The cops talked to the organized groups. But they didn't count on the provocative news coverage, which brought out more unpredictable groups — the gangbangers, the malcontents, the suggestible. On the day of the rally, the "bad guys" — the Klan — just stood on the courthouse steps talking. The "good guys," the anti-Klan protesters, were much scarier.

They were a sea of diverse faces, especially for Memphis. They were also crowded, unruly, and agitated. Some of the protesters started screaming at the Klan even before they reared their coned heads. Some had tried to smuggle in weapons. Some shoved. Some danced. Some held signs to provoke the KKK. The Ghandi Institute protesters stood in silence, not reacting to anything. The leader for Memphians Against Racism taunted both the Klan and those who tried to keep the peace.

"Fuck the police!" he yelled.

I left shortly after the Klan took the courthouse steps. The crowd had rattled something in me, something I wanted to escape rather than confront. It wasn't hate, not like the Klan had hoped.

It was fear.

I set off for an organized labor gathering about two miles away. Soon afterward, some protesters descended on a man bent on an apparent suicide mission, wearing a Confederate flag T-shirt and passing out racist literature. The police line collapsed and sheer chaos ensued. People ran, trampled, screamed, and hurled bricks through windows.

My cell phone rang shortly after the melee started.

"Get over here!" another reporter barked, her voice hardly audible in the noisy mob. "They're tear-gassing everybody!"

By the time I returned to the place where free speech had turned violent, the courthouse steps were empty. The street was filled with police vehicles, fire trucks, and reporters. There were huge holes in the windows of neighboring buildings, and glass littered the sidewalks. A few public officials wandered the street with newspeople in tow, not missing the chance to comment on the chaos.

I turned a corner. Then someone fired a gun, and I ducked into a doorway. A few seconds later a ragtag crew of mostly young people rushed past, and I joined them, the cops at our backs. That's when I approached the young father.
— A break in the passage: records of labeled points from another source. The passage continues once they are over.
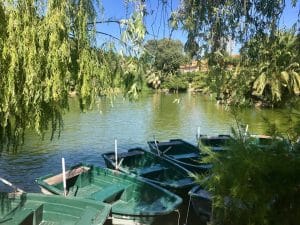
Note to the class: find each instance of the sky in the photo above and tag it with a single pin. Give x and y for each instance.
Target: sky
(157, 20)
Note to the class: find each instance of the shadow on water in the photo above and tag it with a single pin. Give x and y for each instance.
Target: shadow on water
(87, 135)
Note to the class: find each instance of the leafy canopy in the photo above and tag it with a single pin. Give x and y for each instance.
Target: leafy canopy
(48, 47)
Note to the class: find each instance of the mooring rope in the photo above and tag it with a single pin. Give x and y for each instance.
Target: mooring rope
(178, 216)
(188, 210)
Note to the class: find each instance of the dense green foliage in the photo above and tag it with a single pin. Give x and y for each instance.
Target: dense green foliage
(213, 23)
(255, 184)
(268, 71)
(269, 68)
(162, 59)
(47, 48)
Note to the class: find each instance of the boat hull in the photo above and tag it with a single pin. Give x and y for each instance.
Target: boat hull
(38, 209)
(131, 199)
(153, 168)
(182, 153)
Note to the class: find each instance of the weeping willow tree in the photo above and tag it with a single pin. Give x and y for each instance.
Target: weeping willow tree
(47, 47)
(211, 25)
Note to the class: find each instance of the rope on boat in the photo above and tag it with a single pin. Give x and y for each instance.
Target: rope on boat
(155, 142)
(188, 210)
(178, 216)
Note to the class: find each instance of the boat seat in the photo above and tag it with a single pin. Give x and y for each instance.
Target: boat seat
(127, 154)
(185, 156)
(88, 216)
(107, 192)
(31, 214)
(150, 169)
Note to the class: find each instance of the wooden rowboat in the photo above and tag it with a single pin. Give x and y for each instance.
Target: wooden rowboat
(153, 168)
(182, 153)
(133, 200)
(39, 209)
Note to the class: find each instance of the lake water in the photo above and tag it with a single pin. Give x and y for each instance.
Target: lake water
(87, 135)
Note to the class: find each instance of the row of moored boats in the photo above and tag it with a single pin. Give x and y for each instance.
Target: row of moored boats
(137, 187)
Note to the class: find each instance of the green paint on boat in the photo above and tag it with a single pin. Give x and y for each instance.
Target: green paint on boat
(39, 209)
(131, 198)
(155, 169)
(181, 152)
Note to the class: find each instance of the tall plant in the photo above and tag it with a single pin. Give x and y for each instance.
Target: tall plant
(274, 66)
(46, 47)
(255, 185)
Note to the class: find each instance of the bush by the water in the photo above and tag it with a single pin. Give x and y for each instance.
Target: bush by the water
(256, 185)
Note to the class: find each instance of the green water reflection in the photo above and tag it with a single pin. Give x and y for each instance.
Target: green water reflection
(87, 135)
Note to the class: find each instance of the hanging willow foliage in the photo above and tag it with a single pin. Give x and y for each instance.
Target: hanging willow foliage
(214, 23)
(47, 47)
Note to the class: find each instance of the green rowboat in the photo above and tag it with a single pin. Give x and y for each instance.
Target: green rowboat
(39, 209)
(153, 168)
(182, 153)
(133, 200)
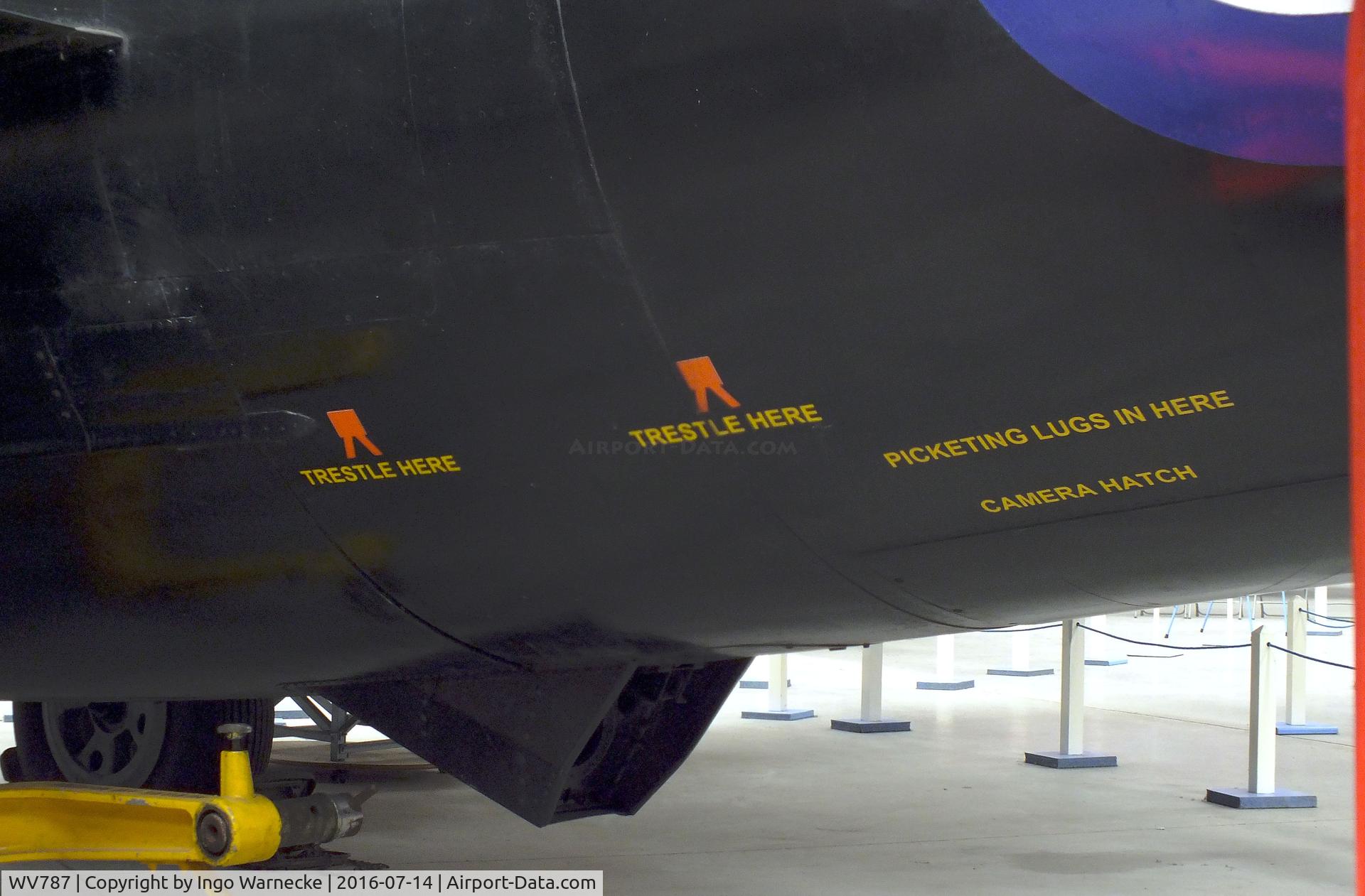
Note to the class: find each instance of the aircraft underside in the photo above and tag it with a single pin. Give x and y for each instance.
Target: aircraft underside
(511, 374)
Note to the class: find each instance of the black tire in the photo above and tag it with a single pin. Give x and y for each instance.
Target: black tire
(188, 755)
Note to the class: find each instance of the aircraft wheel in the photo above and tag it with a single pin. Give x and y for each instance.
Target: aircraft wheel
(136, 743)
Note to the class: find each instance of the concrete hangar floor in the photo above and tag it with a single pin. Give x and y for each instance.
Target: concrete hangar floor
(798, 809)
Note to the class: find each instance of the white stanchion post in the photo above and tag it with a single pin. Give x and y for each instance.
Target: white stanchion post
(1074, 708)
(1019, 649)
(945, 660)
(871, 720)
(1074, 688)
(943, 654)
(1260, 792)
(777, 710)
(1322, 625)
(1296, 673)
(1020, 659)
(872, 655)
(1262, 752)
(777, 682)
(1296, 667)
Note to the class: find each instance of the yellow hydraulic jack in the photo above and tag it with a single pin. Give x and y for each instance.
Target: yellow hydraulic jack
(68, 823)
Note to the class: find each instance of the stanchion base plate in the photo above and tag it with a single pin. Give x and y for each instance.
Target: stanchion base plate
(1305, 728)
(860, 726)
(1238, 798)
(778, 715)
(1071, 760)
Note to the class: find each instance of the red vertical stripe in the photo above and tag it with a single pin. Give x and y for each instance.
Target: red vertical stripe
(1356, 351)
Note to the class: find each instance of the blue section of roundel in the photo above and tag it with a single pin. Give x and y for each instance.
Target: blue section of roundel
(1255, 85)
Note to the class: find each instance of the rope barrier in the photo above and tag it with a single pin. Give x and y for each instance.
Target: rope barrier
(1310, 658)
(1169, 647)
(1056, 625)
(1317, 615)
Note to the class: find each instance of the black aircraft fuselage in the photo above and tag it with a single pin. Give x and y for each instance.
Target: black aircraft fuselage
(432, 351)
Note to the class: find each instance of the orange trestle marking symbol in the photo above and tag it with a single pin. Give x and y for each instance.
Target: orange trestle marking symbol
(351, 431)
(700, 375)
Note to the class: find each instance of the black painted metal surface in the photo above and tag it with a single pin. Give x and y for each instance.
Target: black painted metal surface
(492, 231)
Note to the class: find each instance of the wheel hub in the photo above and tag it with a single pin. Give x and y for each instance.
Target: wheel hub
(109, 743)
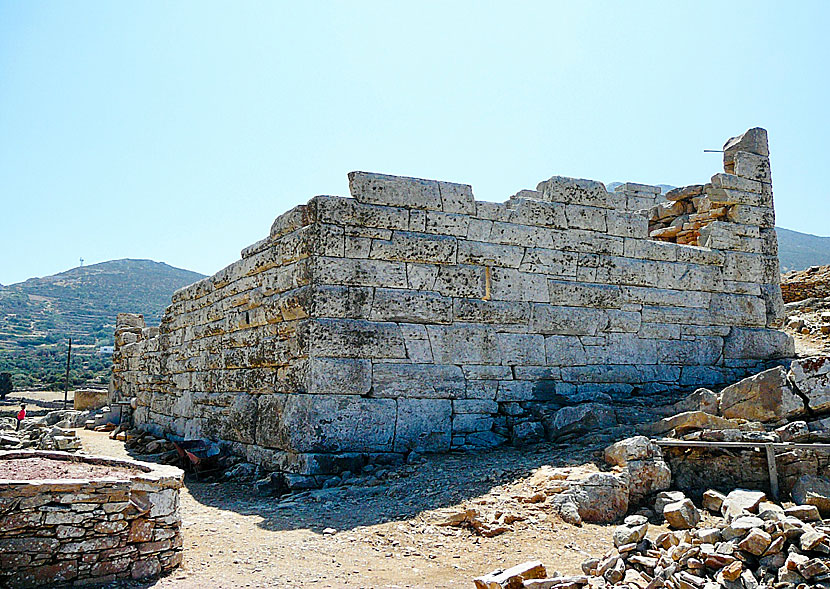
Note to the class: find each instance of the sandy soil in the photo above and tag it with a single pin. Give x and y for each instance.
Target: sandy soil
(378, 534)
(22, 469)
(37, 402)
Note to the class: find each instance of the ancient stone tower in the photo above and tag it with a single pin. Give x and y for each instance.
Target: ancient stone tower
(412, 317)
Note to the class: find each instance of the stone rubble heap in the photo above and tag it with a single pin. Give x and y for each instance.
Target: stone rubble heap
(814, 282)
(49, 432)
(741, 541)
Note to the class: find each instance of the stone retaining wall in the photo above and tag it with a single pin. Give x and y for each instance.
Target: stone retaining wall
(413, 317)
(55, 532)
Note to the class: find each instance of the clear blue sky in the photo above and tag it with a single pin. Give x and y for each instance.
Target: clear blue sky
(178, 131)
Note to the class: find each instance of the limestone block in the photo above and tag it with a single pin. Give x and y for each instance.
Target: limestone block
(489, 210)
(489, 254)
(719, 235)
(579, 294)
(524, 349)
(424, 425)
(486, 371)
(563, 350)
(291, 221)
(743, 267)
(433, 381)
(578, 240)
(406, 246)
(507, 284)
(417, 221)
(585, 217)
(355, 338)
(461, 281)
(548, 261)
(482, 406)
(421, 276)
(335, 423)
(339, 376)
(763, 397)
(446, 223)
(411, 306)
(623, 348)
(759, 344)
(631, 225)
(664, 297)
(535, 212)
(574, 191)
(457, 198)
(733, 182)
(750, 215)
(624, 321)
(479, 229)
(467, 423)
(415, 337)
(464, 344)
(351, 302)
(479, 311)
(521, 235)
(360, 272)
(526, 390)
(347, 211)
(699, 255)
(741, 310)
(381, 189)
(562, 320)
(754, 167)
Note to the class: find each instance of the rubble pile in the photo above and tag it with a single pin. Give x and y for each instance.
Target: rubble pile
(738, 541)
(799, 285)
(49, 432)
(686, 211)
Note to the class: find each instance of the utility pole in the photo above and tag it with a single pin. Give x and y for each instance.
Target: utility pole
(66, 380)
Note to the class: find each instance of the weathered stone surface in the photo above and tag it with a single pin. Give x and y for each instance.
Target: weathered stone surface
(763, 397)
(681, 515)
(579, 420)
(813, 490)
(328, 330)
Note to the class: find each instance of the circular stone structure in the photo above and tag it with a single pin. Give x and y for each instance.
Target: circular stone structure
(86, 519)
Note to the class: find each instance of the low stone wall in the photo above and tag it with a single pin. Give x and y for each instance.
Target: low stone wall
(72, 531)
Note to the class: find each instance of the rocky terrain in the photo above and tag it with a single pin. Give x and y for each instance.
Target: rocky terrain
(39, 315)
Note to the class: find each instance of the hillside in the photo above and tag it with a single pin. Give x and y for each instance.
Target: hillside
(798, 251)
(39, 315)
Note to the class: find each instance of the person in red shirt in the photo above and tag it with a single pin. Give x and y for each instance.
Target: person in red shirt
(21, 415)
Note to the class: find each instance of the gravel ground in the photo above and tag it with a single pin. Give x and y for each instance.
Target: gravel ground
(376, 534)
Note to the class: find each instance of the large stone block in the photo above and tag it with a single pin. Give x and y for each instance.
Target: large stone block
(464, 344)
(406, 246)
(354, 338)
(574, 191)
(424, 425)
(432, 381)
(399, 191)
(411, 306)
(339, 376)
(758, 344)
(336, 423)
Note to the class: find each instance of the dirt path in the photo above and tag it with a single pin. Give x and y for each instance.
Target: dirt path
(369, 535)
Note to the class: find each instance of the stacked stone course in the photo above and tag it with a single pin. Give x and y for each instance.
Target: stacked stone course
(413, 317)
(76, 532)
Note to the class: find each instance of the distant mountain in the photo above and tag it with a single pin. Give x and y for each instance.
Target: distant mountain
(38, 316)
(797, 251)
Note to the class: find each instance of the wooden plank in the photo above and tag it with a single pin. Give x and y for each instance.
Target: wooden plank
(737, 445)
(773, 471)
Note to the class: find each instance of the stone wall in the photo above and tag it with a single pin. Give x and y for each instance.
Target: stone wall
(413, 317)
(55, 532)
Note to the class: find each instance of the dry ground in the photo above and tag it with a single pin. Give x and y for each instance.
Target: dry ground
(370, 535)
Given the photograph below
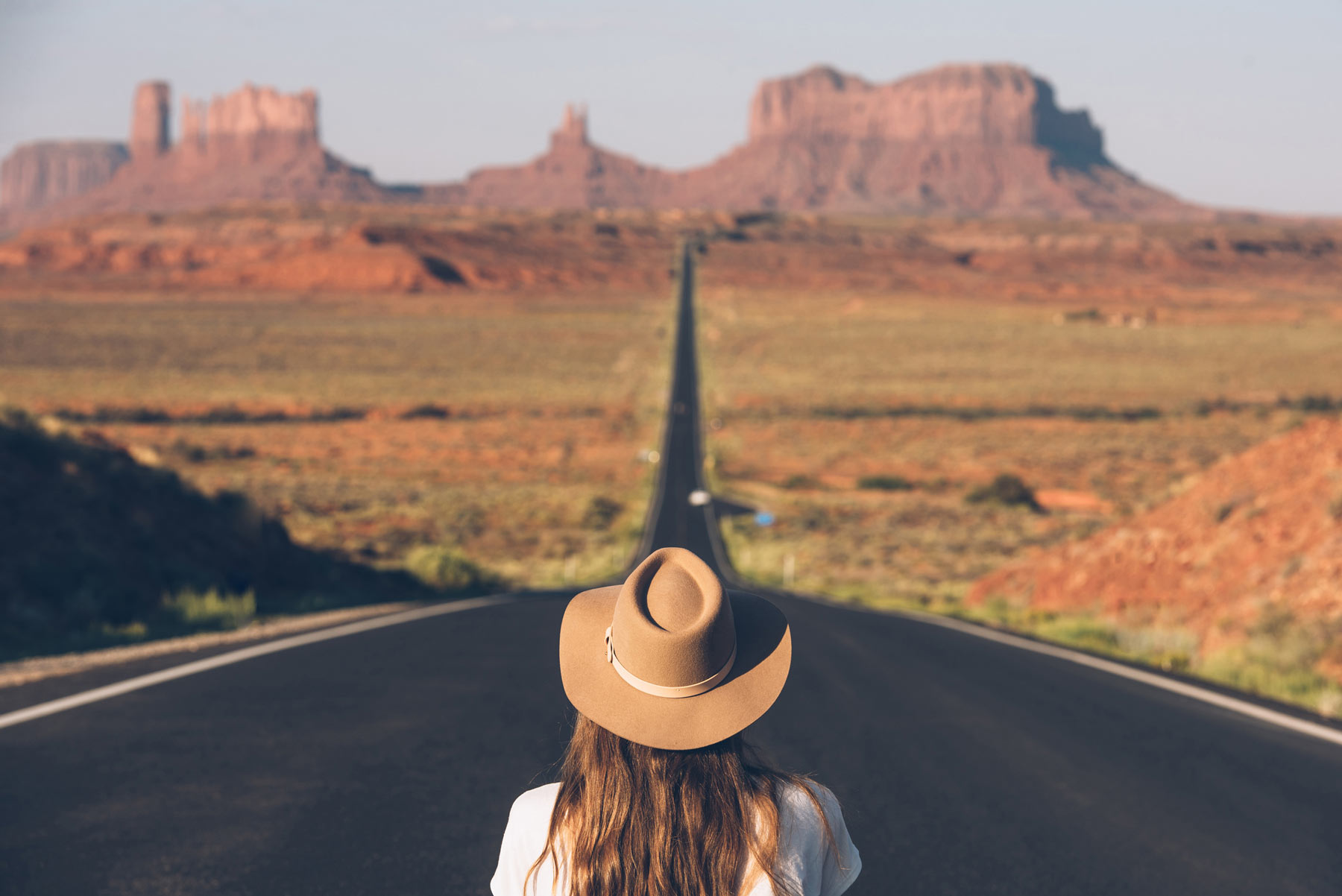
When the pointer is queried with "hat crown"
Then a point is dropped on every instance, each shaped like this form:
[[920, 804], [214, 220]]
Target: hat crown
[[672, 624]]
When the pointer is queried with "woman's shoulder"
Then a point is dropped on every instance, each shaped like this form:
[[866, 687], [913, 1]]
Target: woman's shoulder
[[801, 800], [537, 802], [815, 845]]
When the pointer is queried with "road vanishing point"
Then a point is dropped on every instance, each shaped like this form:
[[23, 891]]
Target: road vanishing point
[[384, 760]]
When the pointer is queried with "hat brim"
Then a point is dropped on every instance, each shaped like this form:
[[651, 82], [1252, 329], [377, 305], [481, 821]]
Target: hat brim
[[596, 690]]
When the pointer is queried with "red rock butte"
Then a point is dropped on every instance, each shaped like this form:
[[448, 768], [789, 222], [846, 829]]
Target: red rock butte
[[964, 140]]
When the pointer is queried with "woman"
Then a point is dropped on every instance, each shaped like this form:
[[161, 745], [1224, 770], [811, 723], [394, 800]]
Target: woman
[[659, 795]]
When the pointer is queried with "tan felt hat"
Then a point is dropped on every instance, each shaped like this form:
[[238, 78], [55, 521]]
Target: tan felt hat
[[671, 659]]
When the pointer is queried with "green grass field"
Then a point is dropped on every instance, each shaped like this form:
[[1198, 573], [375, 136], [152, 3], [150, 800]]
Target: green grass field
[[866, 423]]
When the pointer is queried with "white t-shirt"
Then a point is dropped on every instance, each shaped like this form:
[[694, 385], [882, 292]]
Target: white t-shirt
[[804, 859]]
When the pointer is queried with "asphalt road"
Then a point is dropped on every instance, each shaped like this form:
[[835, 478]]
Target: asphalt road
[[385, 762]]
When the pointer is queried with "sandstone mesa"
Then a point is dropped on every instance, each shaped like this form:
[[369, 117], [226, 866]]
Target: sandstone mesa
[[961, 140]]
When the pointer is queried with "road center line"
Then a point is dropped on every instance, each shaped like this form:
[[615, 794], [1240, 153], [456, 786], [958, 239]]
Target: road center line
[[141, 681]]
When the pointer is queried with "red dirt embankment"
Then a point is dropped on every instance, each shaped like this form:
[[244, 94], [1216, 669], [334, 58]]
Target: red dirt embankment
[[1254, 537]]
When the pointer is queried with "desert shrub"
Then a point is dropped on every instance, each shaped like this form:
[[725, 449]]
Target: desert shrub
[[602, 513], [201, 454], [1082, 632], [446, 569], [1006, 490], [885, 483], [427, 412], [211, 608]]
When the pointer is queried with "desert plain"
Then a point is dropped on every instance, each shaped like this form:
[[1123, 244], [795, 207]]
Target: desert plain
[[930, 409]]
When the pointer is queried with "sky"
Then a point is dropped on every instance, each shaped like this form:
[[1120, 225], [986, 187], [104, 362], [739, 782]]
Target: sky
[[1235, 104]]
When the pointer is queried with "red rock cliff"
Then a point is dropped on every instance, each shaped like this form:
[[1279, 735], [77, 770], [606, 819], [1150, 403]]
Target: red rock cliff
[[37, 174]]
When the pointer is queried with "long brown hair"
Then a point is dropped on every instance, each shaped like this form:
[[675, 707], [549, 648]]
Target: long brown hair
[[639, 821]]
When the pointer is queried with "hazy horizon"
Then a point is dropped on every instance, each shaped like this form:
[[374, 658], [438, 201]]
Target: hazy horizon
[[1223, 104]]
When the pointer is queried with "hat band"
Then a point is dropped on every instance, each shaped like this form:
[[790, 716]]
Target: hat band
[[661, 690]]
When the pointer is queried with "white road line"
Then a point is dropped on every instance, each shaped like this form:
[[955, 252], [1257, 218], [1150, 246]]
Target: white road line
[[1174, 686], [109, 691]]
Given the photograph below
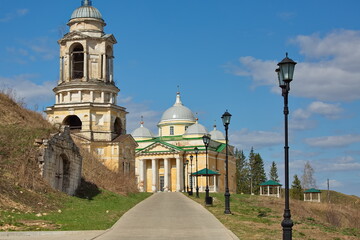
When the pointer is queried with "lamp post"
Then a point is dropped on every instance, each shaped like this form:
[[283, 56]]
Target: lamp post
[[184, 176], [197, 185], [226, 121], [187, 175], [208, 199], [285, 75], [191, 188]]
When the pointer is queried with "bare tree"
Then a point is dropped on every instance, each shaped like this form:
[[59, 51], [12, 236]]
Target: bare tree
[[308, 180]]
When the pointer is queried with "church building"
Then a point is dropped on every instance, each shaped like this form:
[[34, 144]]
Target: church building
[[173, 159], [86, 93]]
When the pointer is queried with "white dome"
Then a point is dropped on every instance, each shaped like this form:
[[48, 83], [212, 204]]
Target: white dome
[[86, 11], [178, 112], [142, 132], [217, 135], [196, 129]]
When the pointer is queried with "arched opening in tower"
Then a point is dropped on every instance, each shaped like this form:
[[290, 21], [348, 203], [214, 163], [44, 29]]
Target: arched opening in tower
[[77, 62], [117, 126], [73, 121]]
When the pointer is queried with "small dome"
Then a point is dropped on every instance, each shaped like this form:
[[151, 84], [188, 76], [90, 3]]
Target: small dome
[[178, 112], [217, 135], [196, 129], [142, 132], [86, 11]]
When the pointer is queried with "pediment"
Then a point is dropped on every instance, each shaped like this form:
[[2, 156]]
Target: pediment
[[160, 147], [74, 35], [111, 38]]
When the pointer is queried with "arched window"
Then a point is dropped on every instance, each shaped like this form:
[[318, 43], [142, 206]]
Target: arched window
[[117, 126], [77, 62], [109, 64], [73, 121]]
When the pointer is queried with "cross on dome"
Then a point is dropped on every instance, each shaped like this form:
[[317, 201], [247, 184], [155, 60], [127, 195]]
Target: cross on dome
[[86, 3]]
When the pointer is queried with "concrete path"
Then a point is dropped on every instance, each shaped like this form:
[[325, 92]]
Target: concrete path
[[161, 216]]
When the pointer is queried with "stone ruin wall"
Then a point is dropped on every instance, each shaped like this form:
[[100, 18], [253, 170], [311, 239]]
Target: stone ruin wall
[[60, 161]]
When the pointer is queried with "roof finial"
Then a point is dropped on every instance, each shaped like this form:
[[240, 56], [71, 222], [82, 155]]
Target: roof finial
[[178, 99], [86, 3]]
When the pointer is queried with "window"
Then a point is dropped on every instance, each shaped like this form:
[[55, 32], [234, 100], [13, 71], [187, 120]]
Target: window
[[77, 57], [171, 130]]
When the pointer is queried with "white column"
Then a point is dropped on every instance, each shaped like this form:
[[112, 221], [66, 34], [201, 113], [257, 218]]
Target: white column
[[91, 96], [141, 175], [85, 66], [61, 70], [111, 75], [154, 175], [215, 184], [102, 97], [178, 174], [167, 175], [104, 67], [111, 98], [70, 63]]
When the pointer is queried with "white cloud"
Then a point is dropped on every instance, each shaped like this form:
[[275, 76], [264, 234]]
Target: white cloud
[[301, 117], [10, 16], [333, 141], [245, 139], [332, 184], [331, 72]]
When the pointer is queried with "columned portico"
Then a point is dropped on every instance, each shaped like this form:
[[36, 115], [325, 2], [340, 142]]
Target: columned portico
[[166, 175], [155, 172], [178, 174]]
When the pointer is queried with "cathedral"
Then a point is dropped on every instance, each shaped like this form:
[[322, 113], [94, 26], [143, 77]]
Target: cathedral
[[86, 93], [85, 100], [176, 159]]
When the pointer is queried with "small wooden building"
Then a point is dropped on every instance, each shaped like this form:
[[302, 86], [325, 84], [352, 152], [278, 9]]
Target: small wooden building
[[312, 195], [270, 188]]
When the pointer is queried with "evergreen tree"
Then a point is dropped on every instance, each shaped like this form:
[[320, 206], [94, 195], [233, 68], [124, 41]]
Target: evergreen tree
[[296, 189], [273, 173], [242, 173], [257, 171], [308, 180]]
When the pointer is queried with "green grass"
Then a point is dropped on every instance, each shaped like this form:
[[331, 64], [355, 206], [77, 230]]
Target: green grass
[[256, 217], [76, 214]]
He told me I was part of the problem. I said I was just doing my job. We ducked onto a side street and exchanged words. We quickly attracted an audience, including a blond film student who stuck a video camera in his face. Once we stopped fighting and starting talking, however, she and her entourage got bored and left.

Then the young father shared something. He said he hadn't brought his sons there to endanger them. He brought them to awaken them to their lot in life. This is the easy kind of racism to detect, he explained — the authorities protecting racists while black men are harassed on the public streets, tear-gassed, and shoved against police cruisers.

The other kind of racism, the kind that makes you casually dismissed or resented or passed over for jobs, isn't so blatant. And you can't effectively fight the second before experiencing the first.

I knew then why he had called me clueless. As I looked at the scared boys, at the dried tributary of tears down the dusty cheek of one, I told the young father he was right after all. He couldn't teach me like he was teaching his children. We just didn't see things the same way.

I didn't want to see this. I didn't want to know how far we haven't come. I had sought out the young father because I needed to find something redeeming about the whole experience, even if it was just the realization that I couldn't understand.

I still doubt his boys learned anything positive from the Klan. It's more likely they learned something from the conversation their father had with a white reporter on the fringe of the fray: Everyone is capable of respect, even the clueless.